Мальчишка повернулся и побрел, волоча ноги, поднимая за собой маленькие пыльные вихри.

– Рысью, – гаркнул Влад Гронский и сразу вырвался вперед, чтобы молодые поменьше пялились на его лицо.

Скоро с ним поравнялся один из «стариков», Фома Стреляный.

– За ними, что ли? – спросил он. – Они, небось, домой подались, на Крайнову горку.

– Нет. Бесполезно. Да еще с ножом этим… забыл про него, как дурак последний… Едем в Стрелицы, будем ждать, когда подойдет основной отряд.

– А потом?

– А потом в Бренну. Как ни крути, а от косинской скотины они нас избавили. Бреннский старшина третьего дня помощи просил. Мы тогда отказали.

– Во-во, с Вепрем еще договориться можно, а этот Адальберт, чтоб его…

– Угу. Молодой да ранний.

– Но ничего. Волчью Глотку они заткнули знатно.

– Да что Волчья Глотка. Ты видал, что они с Козьим Пастырем сделали?

– Жуть. Мы за этим Пастырем и его козлами два года гонялись, а тут…

– Три трупа, десять раненых.

– И раны такие, будто их кто как капусту шинковал. Уж на что я привычный… Непохоже на крайнов-то. Озлобились.

– Так ведь есть за что, – пробормотал Фома.

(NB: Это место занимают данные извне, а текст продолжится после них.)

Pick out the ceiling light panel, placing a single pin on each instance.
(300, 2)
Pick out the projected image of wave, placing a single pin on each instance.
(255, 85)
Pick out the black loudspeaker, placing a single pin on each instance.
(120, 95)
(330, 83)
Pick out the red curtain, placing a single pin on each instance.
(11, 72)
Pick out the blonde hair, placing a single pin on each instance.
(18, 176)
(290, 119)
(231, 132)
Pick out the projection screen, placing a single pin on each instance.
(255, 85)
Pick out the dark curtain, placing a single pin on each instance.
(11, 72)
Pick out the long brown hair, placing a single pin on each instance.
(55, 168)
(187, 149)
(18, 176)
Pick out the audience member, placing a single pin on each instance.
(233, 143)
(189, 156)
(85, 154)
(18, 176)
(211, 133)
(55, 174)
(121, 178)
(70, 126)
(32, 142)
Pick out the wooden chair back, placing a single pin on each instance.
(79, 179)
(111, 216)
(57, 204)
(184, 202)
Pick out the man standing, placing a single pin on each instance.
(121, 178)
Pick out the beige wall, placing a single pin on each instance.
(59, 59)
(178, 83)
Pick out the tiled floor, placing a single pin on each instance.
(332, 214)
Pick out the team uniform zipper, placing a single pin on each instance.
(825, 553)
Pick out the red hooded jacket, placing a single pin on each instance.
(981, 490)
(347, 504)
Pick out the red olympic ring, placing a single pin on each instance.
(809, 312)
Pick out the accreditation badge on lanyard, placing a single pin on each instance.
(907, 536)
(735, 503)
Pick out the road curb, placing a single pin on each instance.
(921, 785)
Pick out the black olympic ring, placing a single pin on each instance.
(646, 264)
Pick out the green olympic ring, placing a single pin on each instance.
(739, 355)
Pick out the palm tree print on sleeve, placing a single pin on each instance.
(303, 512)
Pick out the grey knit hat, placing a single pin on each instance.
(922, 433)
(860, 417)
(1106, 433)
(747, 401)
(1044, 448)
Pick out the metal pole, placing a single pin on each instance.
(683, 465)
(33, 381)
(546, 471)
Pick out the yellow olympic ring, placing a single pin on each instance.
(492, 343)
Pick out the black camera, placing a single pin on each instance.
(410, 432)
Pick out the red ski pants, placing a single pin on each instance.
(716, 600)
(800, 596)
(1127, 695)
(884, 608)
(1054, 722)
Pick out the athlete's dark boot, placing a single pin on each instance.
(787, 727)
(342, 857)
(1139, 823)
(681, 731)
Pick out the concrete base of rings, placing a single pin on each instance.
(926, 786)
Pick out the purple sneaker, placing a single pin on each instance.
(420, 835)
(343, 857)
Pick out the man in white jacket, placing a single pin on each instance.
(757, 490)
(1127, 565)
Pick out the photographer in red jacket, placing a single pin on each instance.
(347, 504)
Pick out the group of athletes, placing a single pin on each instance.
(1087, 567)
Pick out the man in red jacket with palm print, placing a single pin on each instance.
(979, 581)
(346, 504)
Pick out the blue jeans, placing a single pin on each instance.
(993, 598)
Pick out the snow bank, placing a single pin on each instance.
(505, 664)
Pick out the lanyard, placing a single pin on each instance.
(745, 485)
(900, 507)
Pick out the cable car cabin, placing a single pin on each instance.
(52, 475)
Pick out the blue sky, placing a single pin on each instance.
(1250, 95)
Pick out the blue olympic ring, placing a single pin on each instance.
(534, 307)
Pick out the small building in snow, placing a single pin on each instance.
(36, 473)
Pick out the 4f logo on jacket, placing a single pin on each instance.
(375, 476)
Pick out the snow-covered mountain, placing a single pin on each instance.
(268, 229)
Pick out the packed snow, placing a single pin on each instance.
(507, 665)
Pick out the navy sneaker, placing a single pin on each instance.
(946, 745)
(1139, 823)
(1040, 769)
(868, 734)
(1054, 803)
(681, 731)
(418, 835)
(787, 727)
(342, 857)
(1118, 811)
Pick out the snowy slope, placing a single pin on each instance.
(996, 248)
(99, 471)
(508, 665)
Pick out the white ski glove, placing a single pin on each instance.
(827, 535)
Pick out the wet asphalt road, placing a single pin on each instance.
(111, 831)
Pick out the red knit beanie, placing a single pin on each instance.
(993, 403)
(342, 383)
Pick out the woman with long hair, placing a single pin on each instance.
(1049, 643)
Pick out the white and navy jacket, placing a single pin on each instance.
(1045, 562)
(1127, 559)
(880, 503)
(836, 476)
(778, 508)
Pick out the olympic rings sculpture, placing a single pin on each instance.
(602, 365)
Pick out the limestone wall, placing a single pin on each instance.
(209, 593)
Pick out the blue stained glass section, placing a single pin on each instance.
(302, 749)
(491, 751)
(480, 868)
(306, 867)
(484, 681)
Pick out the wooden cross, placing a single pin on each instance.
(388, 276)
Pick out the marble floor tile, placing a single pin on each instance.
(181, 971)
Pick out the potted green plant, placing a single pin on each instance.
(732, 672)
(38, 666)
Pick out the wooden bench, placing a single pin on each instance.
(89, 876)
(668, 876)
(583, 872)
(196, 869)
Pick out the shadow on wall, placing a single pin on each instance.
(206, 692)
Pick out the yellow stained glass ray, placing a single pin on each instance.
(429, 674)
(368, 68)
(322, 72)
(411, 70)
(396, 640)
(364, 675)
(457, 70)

Влад Гронский в ответ только крякнул.

* * *

Лошадей оставили в Дымницах у дядьки Валха. Вороной очень огорчился, ржал вдогонку, вытягивал морду. Дальше пошли привычной дорогой к мосту через Тихвицу, потом свернули в поле, и крайн, невзирая на сгущавшиеся сумерки, уверенно привел их к уже знакомому Варке обрыву. Варка недоумевал, как же они могли тут заблудиться. До Починка-Нижнего рукой подать, кусты чинно выстроились вдоль реки, неглубокая балочка поросла таволгой пополам с крапивой, за балочкой на пригорке торчат какие-то бревна, не то разрушенная банька, не то клуня.

– Не понимаю, – пробормотал он.

– Потому что дурак, – объяснил крайн и, как всегда без предупреждения, спихнул с обрыва.

Колодец открывался почти под самым деревом. Варка не удержался и упал плашмя. Рядом шлепнулся Илка со своей драгоценной сумкой. Последним, не теряя прямой осанки и изящества, из пустоты шагнул крайн.

– Я никогда не говорил вам, что в колодцы не следует нырять вниз головой? Достаточно одного шага.

Варка набрал побольше воздуха для язвительного ответа, но тут в мирную вечернюю тишину ворвался пронзительный вопль. С дрогнувшей лиственницы свалилась Жданка и, попискивая от счастья, повисла у него на плечах.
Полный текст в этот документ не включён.